There are also safety concerns, which is why this spring the NCAA Division I Council eliminated multiple contact practices in a single day during the preseason.
With two-a-days taken out of the equation, those practices needed to be spread across a longer stretch of days, which is why the Buckeyes and every other team began their fall practices earlier than previous years. In fact, thanks to a Thursday night season opener this season, Ohio State had to begin their preseason camp 11 days earlier than their 2016 camp.
And because of that opener at Indiana, Urban Meyer had to change the way he approached at least a portion of camp.

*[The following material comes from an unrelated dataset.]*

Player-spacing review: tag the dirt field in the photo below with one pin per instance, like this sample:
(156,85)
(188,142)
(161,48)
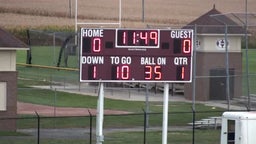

“I just saw the other day there was a proposal going across 25 practices and we’ve had 29,” he said at the outset of camp. “Rarely do you use all 29. So that’s the biggest thing that we’ve spent a lot of time this summer. It’s different when you play a couple preseason games. We are not playing preseason games. We are in the Big Ten Conference, game one. So sometimes I’ll count those games as a chance to get guys ready. We don’t have that luxury this year. This year, you’re in it. So I’d like to think that we’ve always had 27 or 28 practices. So I’m trying to get as close as I can to our routine. We know you need that many practices to get ready.”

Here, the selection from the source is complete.